I don’t mean to say this without taking any blame myself. Looking back, I can think of plenty of times when I acted like a flake.  It happens sometimes when I put too much in my plate or when I’m feeling lazy or anti-social.  Once I had 5 jobs at once, and one small one fell off without my acknowledgment.  I still feel bad when I look in my closet and see that work shirt.  However, I know I learned from that situation, and now I am better at catching myself before I get in over my head.
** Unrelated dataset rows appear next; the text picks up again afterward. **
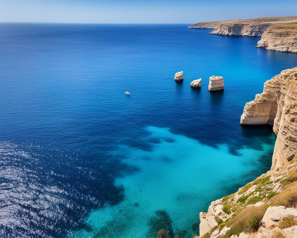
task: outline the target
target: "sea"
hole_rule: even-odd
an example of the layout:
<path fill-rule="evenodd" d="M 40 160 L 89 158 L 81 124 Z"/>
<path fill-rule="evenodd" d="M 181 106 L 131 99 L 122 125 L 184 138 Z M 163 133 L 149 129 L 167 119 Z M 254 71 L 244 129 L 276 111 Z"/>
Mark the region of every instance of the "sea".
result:
<path fill-rule="evenodd" d="M 0 24 L 0 237 L 190 238 L 269 169 L 240 116 L 297 54 L 190 24 Z"/>

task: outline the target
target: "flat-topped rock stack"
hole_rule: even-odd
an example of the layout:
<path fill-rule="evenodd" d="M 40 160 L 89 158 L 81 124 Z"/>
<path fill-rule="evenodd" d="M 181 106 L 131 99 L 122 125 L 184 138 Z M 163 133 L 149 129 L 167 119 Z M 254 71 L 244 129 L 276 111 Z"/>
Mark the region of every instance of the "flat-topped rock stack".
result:
<path fill-rule="evenodd" d="M 208 90 L 209 91 L 218 91 L 224 89 L 224 78 L 221 76 L 213 75 L 209 77 Z"/>
<path fill-rule="evenodd" d="M 181 81 L 183 80 L 183 72 L 182 71 L 175 73 L 174 77 L 174 80 L 175 81 Z"/>
<path fill-rule="evenodd" d="M 193 80 L 190 86 L 192 88 L 200 88 L 201 86 L 201 79 Z"/>

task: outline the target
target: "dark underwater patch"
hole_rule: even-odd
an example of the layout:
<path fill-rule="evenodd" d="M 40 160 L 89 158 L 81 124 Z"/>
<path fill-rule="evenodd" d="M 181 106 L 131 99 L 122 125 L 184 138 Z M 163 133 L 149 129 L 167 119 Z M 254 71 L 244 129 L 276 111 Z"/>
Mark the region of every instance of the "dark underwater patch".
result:
<path fill-rule="evenodd" d="M 174 139 L 171 138 L 165 138 L 164 139 L 166 142 L 169 143 L 173 143 L 175 141 Z"/>
<path fill-rule="evenodd" d="M 151 137 L 148 140 L 148 141 L 153 144 L 160 144 L 161 143 L 161 140 L 157 137 Z"/>
<path fill-rule="evenodd" d="M 53 238 L 80 229 L 91 231 L 84 222 L 90 211 L 124 198 L 124 187 L 115 185 L 115 178 L 139 170 L 108 156 L 80 157 L 6 142 L 0 142 L 0 192 L 5 195 L 0 202 L 6 218 L 0 215 L 0 220 L 9 215 L 14 226 L 12 230 L 0 224 L 4 236 Z M 8 205 L 13 203 L 14 207 Z"/>
<path fill-rule="evenodd" d="M 150 219 L 148 223 L 149 230 L 147 235 L 147 238 L 155 237 L 158 231 L 161 229 L 169 231 L 170 236 L 174 236 L 172 221 L 169 214 L 164 210 L 156 211 L 156 214 Z"/>

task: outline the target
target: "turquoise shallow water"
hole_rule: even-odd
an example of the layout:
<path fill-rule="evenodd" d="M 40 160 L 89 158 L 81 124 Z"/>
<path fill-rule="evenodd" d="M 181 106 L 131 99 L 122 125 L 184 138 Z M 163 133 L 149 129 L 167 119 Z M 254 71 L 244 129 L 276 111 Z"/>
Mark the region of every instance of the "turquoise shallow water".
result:
<path fill-rule="evenodd" d="M 91 212 L 86 223 L 92 231 L 71 237 L 151 237 L 163 226 L 191 237 L 197 233 L 199 212 L 206 210 L 212 199 L 248 181 L 250 174 L 263 166 L 261 157 L 271 154 L 269 144 L 262 144 L 260 150 L 242 148 L 234 155 L 226 145 L 203 145 L 169 128 L 145 130 L 150 134 L 145 139 L 154 141 L 150 142 L 151 150 L 123 145 L 112 153 L 123 155 L 125 163 L 140 170 L 116 179 L 125 190 L 123 200 Z"/>
<path fill-rule="evenodd" d="M 269 169 L 271 127 L 240 116 L 297 54 L 187 27 L 0 24 L 0 236 L 191 237 Z"/>

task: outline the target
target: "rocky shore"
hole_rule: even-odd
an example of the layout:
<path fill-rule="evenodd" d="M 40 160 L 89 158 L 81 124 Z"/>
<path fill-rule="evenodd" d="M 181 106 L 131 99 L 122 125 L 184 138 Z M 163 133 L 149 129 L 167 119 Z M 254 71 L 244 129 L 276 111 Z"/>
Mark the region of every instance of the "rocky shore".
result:
<path fill-rule="evenodd" d="M 271 169 L 200 213 L 199 237 L 297 237 L 297 67 L 266 81 L 240 123 L 273 126 Z"/>
<path fill-rule="evenodd" d="M 216 35 L 261 36 L 257 47 L 297 53 L 297 16 L 202 22 L 189 28 L 213 29 L 209 33 Z"/>

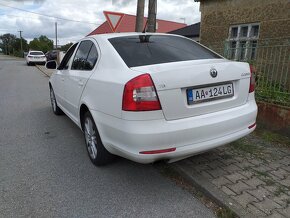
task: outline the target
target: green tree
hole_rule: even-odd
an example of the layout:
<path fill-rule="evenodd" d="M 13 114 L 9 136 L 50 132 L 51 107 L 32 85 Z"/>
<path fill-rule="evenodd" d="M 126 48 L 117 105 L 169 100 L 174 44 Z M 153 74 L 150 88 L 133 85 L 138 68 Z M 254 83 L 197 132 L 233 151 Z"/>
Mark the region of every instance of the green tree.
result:
<path fill-rule="evenodd" d="M 72 42 L 67 43 L 67 44 L 61 46 L 61 47 L 60 47 L 60 50 L 61 50 L 61 51 L 67 51 L 67 50 L 68 50 L 72 45 L 73 45 Z"/>
<path fill-rule="evenodd" d="M 1 35 L 0 39 L 2 41 L 1 48 L 3 52 L 7 55 L 13 54 L 15 51 L 13 46 L 16 41 L 16 36 L 10 33 L 6 33 L 4 35 Z"/>
<path fill-rule="evenodd" d="M 53 41 L 47 36 L 41 35 L 39 38 L 34 38 L 29 43 L 29 48 L 33 50 L 43 51 L 44 53 L 53 49 Z"/>

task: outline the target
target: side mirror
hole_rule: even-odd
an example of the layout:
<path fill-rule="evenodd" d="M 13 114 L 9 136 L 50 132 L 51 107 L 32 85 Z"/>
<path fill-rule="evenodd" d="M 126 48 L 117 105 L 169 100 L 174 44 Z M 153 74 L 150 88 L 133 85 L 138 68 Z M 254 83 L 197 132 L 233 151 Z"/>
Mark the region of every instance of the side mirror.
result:
<path fill-rule="evenodd" d="M 56 61 L 47 61 L 45 64 L 46 69 L 55 70 L 57 68 Z"/>

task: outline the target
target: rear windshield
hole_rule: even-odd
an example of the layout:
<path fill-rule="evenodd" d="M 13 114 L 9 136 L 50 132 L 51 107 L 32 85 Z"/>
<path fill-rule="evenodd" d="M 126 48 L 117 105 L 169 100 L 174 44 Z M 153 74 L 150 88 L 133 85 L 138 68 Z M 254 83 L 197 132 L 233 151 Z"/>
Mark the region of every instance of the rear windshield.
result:
<path fill-rule="evenodd" d="M 43 52 L 40 52 L 40 51 L 32 51 L 29 54 L 30 55 L 44 55 Z"/>
<path fill-rule="evenodd" d="M 109 41 L 128 67 L 221 58 L 198 43 L 177 36 L 137 35 Z"/>

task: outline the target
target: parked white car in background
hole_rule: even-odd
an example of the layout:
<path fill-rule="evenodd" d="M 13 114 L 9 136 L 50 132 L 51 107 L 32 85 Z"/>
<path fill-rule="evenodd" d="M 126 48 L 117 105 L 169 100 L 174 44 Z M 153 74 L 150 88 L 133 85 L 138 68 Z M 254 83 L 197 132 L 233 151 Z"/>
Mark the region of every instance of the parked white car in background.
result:
<path fill-rule="evenodd" d="M 26 55 L 26 63 L 28 66 L 31 64 L 45 64 L 46 60 L 42 51 L 29 51 Z"/>
<path fill-rule="evenodd" d="M 64 112 L 83 130 L 95 165 L 112 155 L 140 163 L 177 161 L 256 127 L 249 64 L 181 36 L 84 38 L 68 50 L 49 87 L 53 112 Z"/>

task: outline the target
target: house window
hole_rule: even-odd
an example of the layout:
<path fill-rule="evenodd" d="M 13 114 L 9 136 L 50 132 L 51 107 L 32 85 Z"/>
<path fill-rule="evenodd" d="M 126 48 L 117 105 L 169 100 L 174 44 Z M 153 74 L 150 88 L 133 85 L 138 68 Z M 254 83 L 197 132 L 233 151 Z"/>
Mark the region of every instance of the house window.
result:
<path fill-rule="evenodd" d="M 257 53 L 259 24 L 241 24 L 230 27 L 229 58 L 233 60 L 253 60 Z"/>

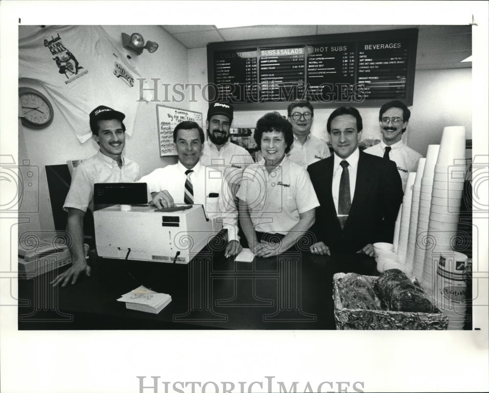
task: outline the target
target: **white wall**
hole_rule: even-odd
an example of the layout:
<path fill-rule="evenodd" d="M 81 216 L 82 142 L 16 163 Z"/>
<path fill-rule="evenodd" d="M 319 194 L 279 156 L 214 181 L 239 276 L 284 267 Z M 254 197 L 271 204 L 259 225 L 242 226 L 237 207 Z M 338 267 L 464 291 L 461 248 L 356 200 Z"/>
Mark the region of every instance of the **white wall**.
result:
<path fill-rule="evenodd" d="M 161 28 L 157 26 L 118 25 L 104 27 L 114 40 L 121 41 L 121 33 L 131 34 L 136 32 L 133 31 L 135 29 L 145 39 L 158 42 L 159 45 L 158 50 L 153 53 L 145 50 L 142 54 L 137 56 L 128 51 L 140 75 L 147 80 L 159 78 L 160 83 L 172 85 L 188 83 L 187 49 Z M 34 87 L 49 97 L 42 85 L 32 80 L 21 80 L 19 85 Z M 135 84 L 134 88 L 137 87 L 137 85 Z M 163 98 L 158 97 L 160 100 Z M 111 106 L 110 103 L 97 101 L 96 92 L 93 92 L 91 100 L 94 108 L 101 104 Z M 190 109 L 188 103 L 184 101 L 178 103 L 135 103 L 138 105 L 136 120 L 132 137 L 126 137 L 125 154 L 137 162 L 142 175 L 149 173 L 156 168 L 176 162 L 175 157 L 159 157 L 156 117 L 157 104 Z M 54 228 L 44 166 L 66 164 L 68 160 L 87 158 L 95 154 L 98 150 L 98 145 L 91 139 L 80 144 L 58 108 L 55 107 L 54 110 L 53 122 L 44 129 L 35 130 L 24 127 L 19 122 L 19 160 L 28 158 L 31 165 L 39 166 L 40 168 L 39 213 L 38 215 L 28 215 L 30 223 L 23 224 L 22 230 L 52 230 Z M 88 122 L 87 114 L 87 124 Z"/>

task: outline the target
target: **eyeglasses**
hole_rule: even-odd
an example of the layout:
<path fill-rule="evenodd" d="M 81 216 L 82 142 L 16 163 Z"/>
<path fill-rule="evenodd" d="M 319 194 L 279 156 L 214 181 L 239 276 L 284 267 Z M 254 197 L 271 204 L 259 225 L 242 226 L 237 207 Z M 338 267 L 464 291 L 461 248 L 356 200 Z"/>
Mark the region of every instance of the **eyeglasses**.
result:
<path fill-rule="evenodd" d="M 389 124 L 389 122 L 392 124 L 399 124 L 402 123 L 402 119 L 400 117 L 383 117 L 382 118 L 382 123 L 383 124 Z"/>
<path fill-rule="evenodd" d="M 292 115 L 292 118 L 294 120 L 300 120 L 301 117 L 303 117 L 304 120 L 311 120 L 312 117 L 312 114 L 310 112 L 306 112 L 305 113 L 299 113 L 298 112 L 296 112 Z"/>

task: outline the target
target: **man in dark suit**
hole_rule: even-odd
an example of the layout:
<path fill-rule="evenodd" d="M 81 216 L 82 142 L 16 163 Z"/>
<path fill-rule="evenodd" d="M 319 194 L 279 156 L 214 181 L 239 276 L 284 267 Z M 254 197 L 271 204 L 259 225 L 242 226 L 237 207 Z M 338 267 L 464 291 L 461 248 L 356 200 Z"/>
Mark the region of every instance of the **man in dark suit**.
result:
<path fill-rule="evenodd" d="M 312 253 L 373 256 L 373 243 L 392 243 L 402 183 L 393 161 L 359 150 L 362 127 L 356 109 L 335 109 L 327 125 L 334 154 L 308 167 L 320 204 Z"/>

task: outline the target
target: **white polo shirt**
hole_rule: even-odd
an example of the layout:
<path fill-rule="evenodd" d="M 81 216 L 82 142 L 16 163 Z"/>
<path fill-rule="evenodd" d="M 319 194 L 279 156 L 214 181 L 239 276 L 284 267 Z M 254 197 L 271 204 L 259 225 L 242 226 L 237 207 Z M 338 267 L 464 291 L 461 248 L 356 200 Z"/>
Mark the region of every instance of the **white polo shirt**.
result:
<path fill-rule="evenodd" d="M 300 214 L 319 206 L 309 174 L 287 156 L 269 174 L 265 160 L 244 170 L 237 197 L 248 206 L 255 230 L 287 235 Z"/>
<path fill-rule="evenodd" d="M 383 157 L 386 146 L 383 141 L 381 141 L 380 143 L 371 146 L 363 151 L 369 154 Z M 422 156 L 416 150 L 408 147 L 402 141 L 391 145 L 391 147 L 389 158 L 391 161 L 396 163 L 398 171 L 402 181 L 402 191 L 404 191 L 409 172 L 416 171 L 418 169 L 418 162 Z"/>
<path fill-rule="evenodd" d="M 86 212 L 93 210 L 93 185 L 95 183 L 132 183 L 139 177 L 137 164 L 121 156 L 122 165 L 99 150 L 94 156 L 83 160 L 73 170 L 69 191 L 63 209 L 73 207 Z"/>
<path fill-rule="evenodd" d="M 287 153 L 289 160 L 304 169 L 307 169 L 311 164 L 327 158 L 331 155 L 328 144 L 310 133 L 304 144 L 299 142 L 294 135 L 294 143 L 290 146 L 290 151 Z"/>
<path fill-rule="evenodd" d="M 179 161 L 164 168 L 155 169 L 143 176 L 139 183 L 148 185 L 150 192 L 166 190 L 177 204 L 183 204 L 187 169 Z M 238 236 L 238 211 L 231 196 L 229 186 L 219 171 L 197 163 L 190 174 L 194 190 L 194 203 L 202 205 L 207 217 L 222 220 L 227 229 L 228 239 L 239 241 Z"/>
<path fill-rule="evenodd" d="M 241 182 L 243 171 L 254 162 L 244 147 L 228 141 L 218 150 L 210 141 L 204 144 L 201 165 L 224 173 L 224 177 L 235 192 Z"/>

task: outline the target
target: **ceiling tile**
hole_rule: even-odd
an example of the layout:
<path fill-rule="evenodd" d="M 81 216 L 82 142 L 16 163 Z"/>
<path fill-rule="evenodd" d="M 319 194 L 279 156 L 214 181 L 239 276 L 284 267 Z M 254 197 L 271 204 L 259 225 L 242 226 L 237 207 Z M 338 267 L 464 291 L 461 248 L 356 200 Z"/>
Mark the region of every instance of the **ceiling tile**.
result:
<path fill-rule="evenodd" d="M 417 27 L 409 25 L 368 24 L 368 25 L 319 25 L 317 28 L 318 34 L 337 34 L 344 33 L 361 33 L 364 31 L 377 31 L 385 30 L 399 30 Z"/>
<path fill-rule="evenodd" d="M 418 41 L 418 52 L 464 50 L 472 48 L 471 34 L 423 36 Z"/>
<path fill-rule="evenodd" d="M 471 33 L 470 25 L 422 25 L 419 26 L 420 36 L 434 36 L 439 34 Z"/>
<path fill-rule="evenodd" d="M 457 63 L 467 59 L 472 54 L 471 50 L 456 52 L 422 52 L 416 56 L 416 64 L 432 63 Z"/>
<path fill-rule="evenodd" d="M 314 35 L 316 34 L 316 26 L 251 26 L 220 29 L 219 32 L 226 41 L 259 40 L 263 38 Z"/>

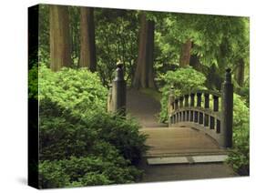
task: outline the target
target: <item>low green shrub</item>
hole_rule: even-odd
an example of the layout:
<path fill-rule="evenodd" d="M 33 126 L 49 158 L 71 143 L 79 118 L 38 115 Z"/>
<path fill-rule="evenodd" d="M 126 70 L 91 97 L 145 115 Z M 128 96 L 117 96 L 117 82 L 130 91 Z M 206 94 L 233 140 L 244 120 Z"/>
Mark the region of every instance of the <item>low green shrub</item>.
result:
<path fill-rule="evenodd" d="M 41 188 L 138 180 L 141 171 L 132 165 L 147 149 L 146 137 L 133 119 L 106 112 L 107 92 L 97 75 L 42 66 L 39 76 Z"/>
<path fill-rule="evenodd" d="M 250 171 L 250 126 L 249 108 L 241 96 L 234 94 L 233 148 L 227 162 L 241 175 Z"/>
<path fill-rule="evenodd" d="M 41 188 L 131 183 L 140 175 L 139 170 L 127 166 L 127 161 L 118 155 L 70 157 L 39 164 Z"/>
<path fill-rule="evenodd" d="M 168 99 L 171 86 L 174 86 L 175 96 L 179 96 L 193 89 L 204 88 L 206 77 L 202 73 L 194 70 L 192 67 L 187 67 L 176 71 L 168 71 L 159 80 L 165 83 L 164 86 L 160 88 L 162 98 L 159 121 L 166 122 L 168 120 Z"/>

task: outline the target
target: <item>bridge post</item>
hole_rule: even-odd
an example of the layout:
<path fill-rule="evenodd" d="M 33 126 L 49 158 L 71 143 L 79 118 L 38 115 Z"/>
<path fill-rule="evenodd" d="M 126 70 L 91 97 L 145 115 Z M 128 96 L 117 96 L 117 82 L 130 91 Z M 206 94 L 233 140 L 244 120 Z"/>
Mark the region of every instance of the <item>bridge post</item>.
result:
<path fill-rule="evenodd" d="M 113 111 L 113 101 L 112 101 L 112 85 L 109 87 L 108 94 L 108 112 Z"/>
<path fill-rule="evenodd" d="M 117 64 L 117 75 L 112 83 L 112 110 L 121 116 L 126 116 L 126 81 L 124 79 L 123 65 Z"/>
<path fill-rule="evenodd" d="M 230 68 L 226 69 L 225 81 L 222 83 L 221 107 L 221 138 L 220 145 L 223 147 L 232 147 L 233 127 L 233 84 L 231 83 Z"/>
<path fill-rule="evenodd" d="M 171 86 L 169 89 L 169 100 L 168 100 L 168 112 L 169 112 L 169 127 L 171 125 L 171 120 L 169 115 L 173 112 L 174 110 L 174 100 L 175 100 L 175 96 L 174 96 L 174 87 Z M 173 104 L 173 105 L 172 105 Z"/>

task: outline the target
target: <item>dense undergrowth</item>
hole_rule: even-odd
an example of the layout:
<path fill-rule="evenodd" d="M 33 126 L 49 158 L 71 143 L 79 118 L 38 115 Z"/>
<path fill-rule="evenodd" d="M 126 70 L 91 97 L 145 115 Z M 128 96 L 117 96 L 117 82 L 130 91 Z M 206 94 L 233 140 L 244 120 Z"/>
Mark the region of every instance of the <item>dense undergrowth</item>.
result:
<path fill-rule="evenodd" d="M 131 183 L 147 147 L 138 124 L 106 112 L 97 74 L 39 69 L 41 188 Z"/>

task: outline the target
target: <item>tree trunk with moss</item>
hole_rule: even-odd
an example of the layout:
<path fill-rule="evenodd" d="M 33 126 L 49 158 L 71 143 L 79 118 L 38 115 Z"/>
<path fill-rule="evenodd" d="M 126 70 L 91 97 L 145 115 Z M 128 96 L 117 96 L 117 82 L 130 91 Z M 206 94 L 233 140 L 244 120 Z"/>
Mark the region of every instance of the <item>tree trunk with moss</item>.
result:
<path fill-rule="evenodd" d="M 94 9 L 92 7 L 81 7 L 80 13 L 80 67 L 87 67 L 90 71 L 96 71 L 96 46 Z"/>
<path fill-rule="evenodd" d="M 71 66 L 67 6 L 50 5 L 50 67 L 58 71 Z"/>
<path fill-rule="evenodd" d="M 156 88 L 153 74 L 155 23 L 147 20 L 145 14 L 140 19 L 138 55 L 132 85 L 136 88 Z"/>
<path fill-rule="evenodd" d="M 192 42 L 189 39 L 182 46 L 179 56 L 180 67 L 187 67 L 189 66 L 190 51 L 192 47 Z"/>

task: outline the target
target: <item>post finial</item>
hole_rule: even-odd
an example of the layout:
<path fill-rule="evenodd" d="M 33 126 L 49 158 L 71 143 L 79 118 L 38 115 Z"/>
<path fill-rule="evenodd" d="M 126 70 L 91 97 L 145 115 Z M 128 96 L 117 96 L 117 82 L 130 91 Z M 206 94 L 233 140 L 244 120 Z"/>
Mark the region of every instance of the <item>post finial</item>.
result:
<path fill-rule="evenodd" d="M 231 83 L 231 69 L 230 67 L 226 68 L 225 82 Z"/>
<path fill-rule="evenodd" d="M 120 60 L 117 63 L 116 71 L 117 71 L 117 76 L 115 80 L 124 80 L 123 64 Z"/>

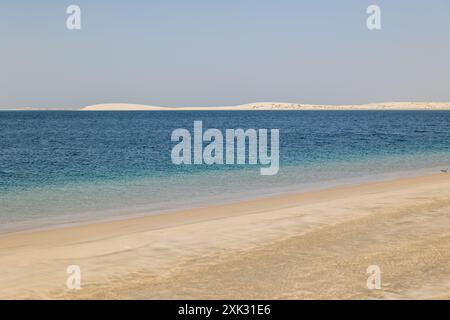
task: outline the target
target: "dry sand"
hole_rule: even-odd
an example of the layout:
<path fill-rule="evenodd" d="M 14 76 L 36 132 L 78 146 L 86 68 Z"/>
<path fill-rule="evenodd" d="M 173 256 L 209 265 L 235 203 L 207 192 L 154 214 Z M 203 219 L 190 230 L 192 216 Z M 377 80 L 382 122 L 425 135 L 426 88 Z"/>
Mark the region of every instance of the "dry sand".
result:
<path fill-rule="evenodd" d="M 449 102 L 385 102 L 363 105 L 317 105 L 283 102 L 257 102 L 238 106 L 217 107 L 159 107 L 127 103 L 97 104 L 82 108 L 84 111 L 194 111 L 194 110 L 450 110 Z"/>
<path fill-rule="evenodd" d="M 448 299 L 450 174 L 6 234 L 0 268 L 9 299 Z"/>

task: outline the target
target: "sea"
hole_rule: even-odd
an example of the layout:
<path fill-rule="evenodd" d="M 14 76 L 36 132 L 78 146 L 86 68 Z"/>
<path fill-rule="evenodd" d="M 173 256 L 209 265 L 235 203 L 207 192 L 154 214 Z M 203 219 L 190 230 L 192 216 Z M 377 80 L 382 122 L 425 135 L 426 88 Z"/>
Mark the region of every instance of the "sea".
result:
<path fill-rule="evenodd" d="M 222 132 L 278 129 L 278 174 L 261 175 L 261 165 L 173 164 L 171 134 L 193 132 L 194 121 Z M 448 167 L 450 111 L 1 111 L 0 232 L 170 214 Z"/>

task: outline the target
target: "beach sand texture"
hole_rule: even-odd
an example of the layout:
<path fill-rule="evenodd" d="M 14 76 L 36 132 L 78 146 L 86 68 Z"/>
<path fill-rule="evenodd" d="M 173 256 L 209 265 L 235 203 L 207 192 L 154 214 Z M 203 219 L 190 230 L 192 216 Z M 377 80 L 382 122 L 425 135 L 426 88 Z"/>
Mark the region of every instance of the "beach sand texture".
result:
<path fill-rule="evenodd" d="M 284 102 L 255 102 L 238 106 L 160 107 L 140 104 L 110 103 L 82 108 L 84 111 L 242 111 L 242 110 L 450 110 L 450 102 L 383 102 L 361 105 L 320 105 Z"/>
<path fill-rule="evenodd" d="M 450 174 L 5 234 L 0 266 L 7 299 L 448 299 Z"/>

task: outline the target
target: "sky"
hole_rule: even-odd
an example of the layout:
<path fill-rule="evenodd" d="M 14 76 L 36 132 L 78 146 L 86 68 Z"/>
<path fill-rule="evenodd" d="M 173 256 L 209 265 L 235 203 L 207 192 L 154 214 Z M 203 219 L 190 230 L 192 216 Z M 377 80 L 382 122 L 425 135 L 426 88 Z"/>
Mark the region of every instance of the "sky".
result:
<path fill-rule="evenodd" d="M 450 101 L 450 1 L 2 0 L 0 87 L 0 108 Z"/>

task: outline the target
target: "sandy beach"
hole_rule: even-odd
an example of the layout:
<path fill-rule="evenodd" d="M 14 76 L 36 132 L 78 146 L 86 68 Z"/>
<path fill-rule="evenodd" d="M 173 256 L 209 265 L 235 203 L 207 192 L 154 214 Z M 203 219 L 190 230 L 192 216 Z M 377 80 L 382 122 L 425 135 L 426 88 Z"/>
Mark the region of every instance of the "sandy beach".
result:
<path fill-rule="evenodd" d="M 0 266 L 6 299 L 449 299 L 450 174 L 4 234 Z"/>
<path fill-rule="evenodd" d="M 450 110 L 449 102 L 382 102 L 358 105 L 324 105 L 286 102 L 253 102 L 236 106 L 162 107 L 129 103 L 86 106 L 82 111 L 270 111 L 270 110 Z"/>

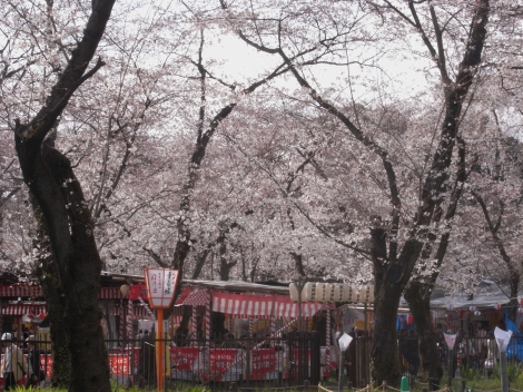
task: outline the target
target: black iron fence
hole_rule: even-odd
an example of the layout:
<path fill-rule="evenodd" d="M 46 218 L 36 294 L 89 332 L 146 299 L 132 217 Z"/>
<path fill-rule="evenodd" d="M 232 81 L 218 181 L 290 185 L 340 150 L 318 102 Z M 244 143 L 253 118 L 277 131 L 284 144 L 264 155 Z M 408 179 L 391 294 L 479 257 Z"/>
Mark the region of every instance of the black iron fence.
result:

I’m convinced that most flakes aren’t maliciously out to hurt you, but that they are habitual avoiders who get overwhelmed easily.  In bigger cities, it’s easier to be a flake because if you cut ties, there are so many other people out to turn to.  Their are more obstacles to getting somewhere and more excuses for why you can’t come. However, since we don’t want to fall victim to a flake out, we have to be prepared to for it, whether in ourselves or in others.

So, if someone is flaking out on you, then tell them, and let them know how they can fix things.  If they’re still adamant to put you on the back burner, tell them exactly what kind of jerk they’re being.  Even though flakes hate confrontation, it’s good for them.

Also spotting a flake before you depend on them is crucial.  Even if someone seems like they have your best interests at heart, when they constantly let you down, they’re no friend of yours.  Good intentions never got anyone anywhere.  So with a critical eye, look at your relationship and ask yourself,”would this person have the same faith and commitment to me that I have to them?”

  • Do they show up to things that are important to me?
  •  Do they make an effort to help me when I need it?
  • Do they follow through with their promises?
Swearing into office, Dianne Feinstein

Woman of her Word, “I hereby solemnly swear to come to your party.”

Lately, I’ve been taking that critical eye and fixing it on myself and my habits in regard to steadiness.  In ourselves, fixing flakiness is a matter of taking pride in who we are.  It’s important to value reliability.  Create habits that reinforce that value.

      •  I now make a point to respond definitively to invitations. On Facebook, I avoid the “Maybe” button and if I say I’ll be somewhere, I make a point to show up, no matter what changes in mood, tiredness, or options arise.
      • I clear out my texts when I’m through with them so that I know when I’ve responded to every one.
      • I make plans in advance so that everyone involved has time to adjust if needed.
      • If something happens and I can absolutely not make a commitment, I call, apologize, and explain why.

Remember that when you flake out, you let someone down.  It is a needlessly selfish act. We strive to be the friend we want to have, and we all value a friend we can count on.